Une copine en pleurs. Des parents sur les nerfs. L'ambassade canadienne au Japon alertée. Dix policiers, 40 pompiers et des hélicoptères mobilisés.

Des souvenirs inoubliables, j'en ramène des tonnes de mon premier voyage au Japon. Mais il y en a un dont j'aurais pu me passer (et mes proches et mon patron vous diraient sûrement la même chose...).

Dans la catégorie «ça n'arrive qu'en voyage», voici une histoire qui prouve que quand on prévoit découcher au Japon, vaut mieux prendre garde à tous les détails...

L'histoire débute dans la ville de Tsuruoka, dans la région du nord de Honshu. À l'ouest s'étale la mer du Japon; à l'est, c'est la plaine fertile du Shonai, avec ses rizières entourées... de montagnes.
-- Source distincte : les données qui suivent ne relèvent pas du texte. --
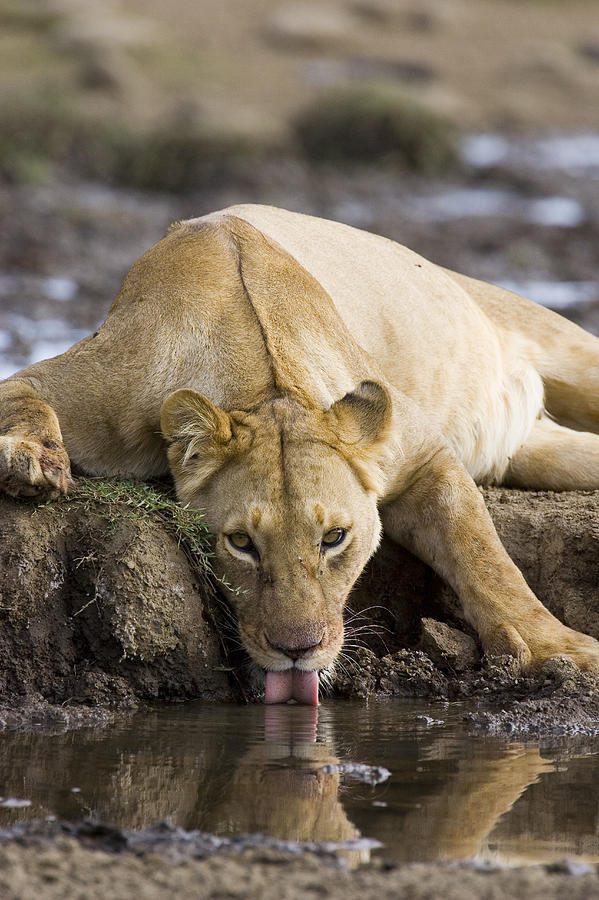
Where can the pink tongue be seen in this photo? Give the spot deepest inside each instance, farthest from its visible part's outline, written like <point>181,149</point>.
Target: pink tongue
<point>292,684</point>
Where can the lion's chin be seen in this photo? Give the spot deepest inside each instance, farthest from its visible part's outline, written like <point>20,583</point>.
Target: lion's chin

Ce sont ces dernières qui m'ont attiré ici. Le plan: gravir les trois sommets sacrés du Dewa Sanzan, l'un des lieux les plus vénérés du Japon.

Après une nuit à Tsuruoka, je prépare un sac ne contenant que le strict nécessaire pour survivre trois jours en montagne et dormir dans les monastères qui pullulent dans la région. Le reste, je le place dans ma grosse valise que je laisse en consigne à l'hôtel. Agenda à l'appui, j'explique à la dame de l'hôtel que je reviendrai chercher ma valise dans trois jours.

«Tlee days»

«Tlee days, tlee days, yes, yes», répète-t-elle dans un anglais approximatif.

Les pédagogues vous diront qu'il y a un monde entre répéter et comprendre. Voyant que je ne suis pas de retour le lendemain pour récupérer ma valise, la bonne dame... alerte la police.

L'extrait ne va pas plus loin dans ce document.